Dusty: Yeah lots of things in the pipeline, off to Cape Town this week for a couple shows; radio interview that side; my Tight Rope Show at Unit 11 on the 10th of Aug; some script writing on some projects; 24th August some Musical comedy at Unit 11; regular shows end of the month (check facebook for that shit); Art exhibition in September; some festivals in October; another Cape tour and Jozi tour before the Dec rush; Tattooing, designing for a fight company clothing label; loving my lady. A little secret for you I’m developing a show that will blow your minds out the back of your head.

 

DIY: Thanks for your time. Any last words or thank yous?

 

Dusty: Thanks to you dudes for loving Durbz the way I do, you’re doing great work. Thanks to my Lady Nicole my rock, my love, my vagina. Thanks to those dudes and ladies that come out to the shows you’re legends and I love you like a teenager falls in love with his first prostitute. Thank you to Dirtbin you decadent beauty, you beautiful temptress, you complicated salty muse I love you. Fuck you Umhlanga, I’m Dusty Rich Goodnight!

 


 

Comments
8 Responses to “Dusty Rich”
  1. MegB says:

    Dusty Rich, you are a legend in making!!

    Stay the true artist you were born to be!!!

  2. Anonymoose says:

    Mr. Rich does my tattoos for me cos I can’t do them myself. He makes me look kiff and you should look kiff too, go to I art ink and get some body drawings from dusty and/or nicole. They’re some of the best in the Bizz and easy on the eyes too 😉

  3. Timo says:

    All I can say is you made it happen enjoy !

  4. Jonas says:

    When I have a kid one day i’ll name the little person Dusty’s-cooler-than-you.

    Just so he know’s never to know his place right from the get-go.

    Dusty you are like a morning glory, a constantly surprising find..everytime.

    Fly the flag yo

  5. Pascal says:

    Rad interview! Durban is Dusty’s!! 🙂

  6. BlueskiPalooski says:

    “Dusty: By far Morningside. Fuck Umhlanga, those dicks can suck it”..great interview, great line

  7. Dusty Rich says:

    Hey thanking you for all those lovely sexy words, they have caused my trousers to get spontaneously smaller, you are all far too kind, you’re right!, but you’re also kind.

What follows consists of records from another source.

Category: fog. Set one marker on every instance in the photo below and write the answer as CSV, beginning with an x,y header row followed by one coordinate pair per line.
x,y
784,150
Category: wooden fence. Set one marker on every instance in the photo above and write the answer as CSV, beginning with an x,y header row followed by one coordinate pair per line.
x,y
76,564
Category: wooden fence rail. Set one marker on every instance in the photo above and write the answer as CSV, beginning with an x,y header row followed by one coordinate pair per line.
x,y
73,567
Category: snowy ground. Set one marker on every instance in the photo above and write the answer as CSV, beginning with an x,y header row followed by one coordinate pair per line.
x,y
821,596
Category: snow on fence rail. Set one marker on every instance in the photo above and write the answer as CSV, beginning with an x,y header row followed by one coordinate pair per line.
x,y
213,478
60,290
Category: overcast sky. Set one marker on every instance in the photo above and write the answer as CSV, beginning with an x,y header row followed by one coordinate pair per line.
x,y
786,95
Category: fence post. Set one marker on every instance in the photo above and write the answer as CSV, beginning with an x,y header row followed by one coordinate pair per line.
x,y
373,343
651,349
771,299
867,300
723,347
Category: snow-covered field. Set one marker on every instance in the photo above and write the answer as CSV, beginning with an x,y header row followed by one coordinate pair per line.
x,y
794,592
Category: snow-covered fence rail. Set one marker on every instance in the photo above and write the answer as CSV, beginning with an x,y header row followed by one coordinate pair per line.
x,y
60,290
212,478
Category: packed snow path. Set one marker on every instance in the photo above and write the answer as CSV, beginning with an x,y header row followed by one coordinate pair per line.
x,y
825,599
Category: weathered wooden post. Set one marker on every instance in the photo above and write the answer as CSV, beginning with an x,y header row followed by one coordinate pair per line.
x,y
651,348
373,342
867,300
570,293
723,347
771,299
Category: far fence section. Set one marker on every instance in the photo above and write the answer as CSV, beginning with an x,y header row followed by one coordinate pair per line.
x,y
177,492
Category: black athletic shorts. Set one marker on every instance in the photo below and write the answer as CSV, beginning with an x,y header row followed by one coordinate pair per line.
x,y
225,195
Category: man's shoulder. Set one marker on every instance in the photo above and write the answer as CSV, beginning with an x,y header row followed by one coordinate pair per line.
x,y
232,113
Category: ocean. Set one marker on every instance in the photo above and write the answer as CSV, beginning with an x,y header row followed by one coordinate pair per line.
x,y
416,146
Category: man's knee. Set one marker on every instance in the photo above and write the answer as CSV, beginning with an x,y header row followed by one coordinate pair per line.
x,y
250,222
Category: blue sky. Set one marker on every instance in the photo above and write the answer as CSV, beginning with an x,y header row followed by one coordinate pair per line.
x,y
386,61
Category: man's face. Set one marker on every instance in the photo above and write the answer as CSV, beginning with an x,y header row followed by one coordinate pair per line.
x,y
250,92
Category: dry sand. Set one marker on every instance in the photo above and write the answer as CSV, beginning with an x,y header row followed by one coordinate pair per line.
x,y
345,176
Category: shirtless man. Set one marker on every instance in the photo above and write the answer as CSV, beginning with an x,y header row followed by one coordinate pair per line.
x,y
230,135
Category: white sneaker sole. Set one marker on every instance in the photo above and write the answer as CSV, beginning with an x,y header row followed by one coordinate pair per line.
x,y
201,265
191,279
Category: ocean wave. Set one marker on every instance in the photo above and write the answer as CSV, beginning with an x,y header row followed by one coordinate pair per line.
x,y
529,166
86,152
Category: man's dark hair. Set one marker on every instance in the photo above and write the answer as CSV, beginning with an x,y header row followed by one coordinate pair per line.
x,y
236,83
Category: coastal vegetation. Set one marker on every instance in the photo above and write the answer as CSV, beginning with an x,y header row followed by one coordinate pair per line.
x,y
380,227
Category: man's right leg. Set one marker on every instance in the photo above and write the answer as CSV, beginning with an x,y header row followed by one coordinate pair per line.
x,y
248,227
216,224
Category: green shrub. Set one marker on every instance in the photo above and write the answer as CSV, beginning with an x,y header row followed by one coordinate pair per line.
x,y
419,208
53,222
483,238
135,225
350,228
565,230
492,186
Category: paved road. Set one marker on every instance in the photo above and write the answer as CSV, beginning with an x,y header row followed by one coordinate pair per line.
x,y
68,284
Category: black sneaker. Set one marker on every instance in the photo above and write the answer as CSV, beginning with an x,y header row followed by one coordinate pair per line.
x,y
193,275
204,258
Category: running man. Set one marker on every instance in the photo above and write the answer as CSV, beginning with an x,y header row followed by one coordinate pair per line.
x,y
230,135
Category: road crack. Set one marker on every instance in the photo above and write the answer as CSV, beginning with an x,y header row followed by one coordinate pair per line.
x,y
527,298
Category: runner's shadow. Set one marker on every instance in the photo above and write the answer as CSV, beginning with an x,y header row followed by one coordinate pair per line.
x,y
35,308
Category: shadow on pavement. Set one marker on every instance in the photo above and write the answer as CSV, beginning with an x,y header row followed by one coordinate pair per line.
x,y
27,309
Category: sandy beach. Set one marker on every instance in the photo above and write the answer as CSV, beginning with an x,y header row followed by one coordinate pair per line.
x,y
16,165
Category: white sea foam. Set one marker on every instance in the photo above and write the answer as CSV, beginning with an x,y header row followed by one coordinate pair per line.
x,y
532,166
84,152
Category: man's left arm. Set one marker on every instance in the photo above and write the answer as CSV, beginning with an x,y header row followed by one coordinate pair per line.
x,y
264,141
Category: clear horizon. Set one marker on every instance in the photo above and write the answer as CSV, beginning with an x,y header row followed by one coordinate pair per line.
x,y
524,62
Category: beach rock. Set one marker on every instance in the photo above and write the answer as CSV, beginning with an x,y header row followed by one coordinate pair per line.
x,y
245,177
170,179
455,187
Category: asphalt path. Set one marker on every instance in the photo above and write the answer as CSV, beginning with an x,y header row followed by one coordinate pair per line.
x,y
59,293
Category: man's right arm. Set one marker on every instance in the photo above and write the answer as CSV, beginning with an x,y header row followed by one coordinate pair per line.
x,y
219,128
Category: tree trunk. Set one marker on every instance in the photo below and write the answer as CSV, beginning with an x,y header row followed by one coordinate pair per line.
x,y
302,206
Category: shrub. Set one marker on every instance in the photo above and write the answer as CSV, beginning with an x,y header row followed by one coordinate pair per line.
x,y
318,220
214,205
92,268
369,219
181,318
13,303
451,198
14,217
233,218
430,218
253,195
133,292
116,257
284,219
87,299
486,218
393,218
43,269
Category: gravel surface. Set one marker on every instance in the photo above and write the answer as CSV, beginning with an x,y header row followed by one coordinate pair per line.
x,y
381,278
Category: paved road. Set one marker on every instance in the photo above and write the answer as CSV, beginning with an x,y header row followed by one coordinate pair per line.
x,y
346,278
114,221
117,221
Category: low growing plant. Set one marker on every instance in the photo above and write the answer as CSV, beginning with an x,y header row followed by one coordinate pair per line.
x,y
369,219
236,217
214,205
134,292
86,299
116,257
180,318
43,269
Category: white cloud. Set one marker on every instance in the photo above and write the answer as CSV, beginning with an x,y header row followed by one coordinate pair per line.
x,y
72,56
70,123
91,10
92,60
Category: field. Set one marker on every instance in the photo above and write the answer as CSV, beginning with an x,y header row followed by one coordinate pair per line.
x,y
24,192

    I love Durban, and Durban is Yours and its also ours so lets share it like a good STD, tell your friends about this blog its the lovely!

  8. Tea Bags says:

    Aweh! Nice work Dusty!! Nice to see you keeping it positive like a bunch of aids patients. You can be Durbans mascott. Imagine a giant inflatable Dusty Rich hovering above Tolgate Bridge screaming “Welcome to Durban”.